35. Due to the fact that Respondent erred by not informed the Applicant within thirty (30) days that her TIL has been declined, the Applicant is severely prejudiced seeing that she is put in a situation where she has to pay back a huge amount of money without choice which would not have been the case if the Respondent applied ELRC Resolution 7/2001 correctly. To the contrary, one must also ask the question: what should the Applicant have done? If an educator is booked off for more than thirty (30) days one cannot expect an educator to return to work (still being ill) for in case she received feedback “one day” stating that her TIL has been declined.

36. To be informed by the employer more than a year after applying for TIL that an employee’s TIL has been declined and at that late stage the employee must either register a grievance with “new medical evidence” (which is in most cases impossible to find) or has to pay back a huge amount of money, is clearly unfair.

ANALYSIS OF THE ARGUMENTS:

37. It is trite that clause 21 of Chapter J of the Employment of Educators Act 76 of 1998 (PAM) provides that the Respondent should have informed the Applicant to either return to work or to apply for leave without pay.

38. It is common cause that the Applicant could not exercise the above options as the Respondent informed her a year after she had applied for Temporary Incapacity Leave that it had been declined.

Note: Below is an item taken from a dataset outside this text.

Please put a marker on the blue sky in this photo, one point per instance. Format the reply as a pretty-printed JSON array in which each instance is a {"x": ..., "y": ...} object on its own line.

39. I agree that for an Applicant to succeed in a case similar to this one he/she must prove that notwithstanding the delay, the medical condition would have allowed the granting of further incapacity leave, if not then the Respondent would be within its right to claim back whatever monies that had been paid to an Applicant due to such Incapacity Leave having been granted and paid for. This would not amount to unfair administrative action.

40. I cannot find that the Respondent interpreted or applied the Resolution incorrectly as it would appear that from the medical documentation, the Applicant was not entitled to further Incapacity Leave.

41. It is however my view that the Applicant is not precluded from referring an unfair labour practice dispute in that had she been informed timeously that her incapacity leave would be declined then she could have exercised the option of applying for unpaid leave or returned to work.

AWARD:-

42. The Respondent did not interpret or applied Resolution 7/2001 incorrectly.

43. The Applicant’s application is accordingly dismissed without an order for costs.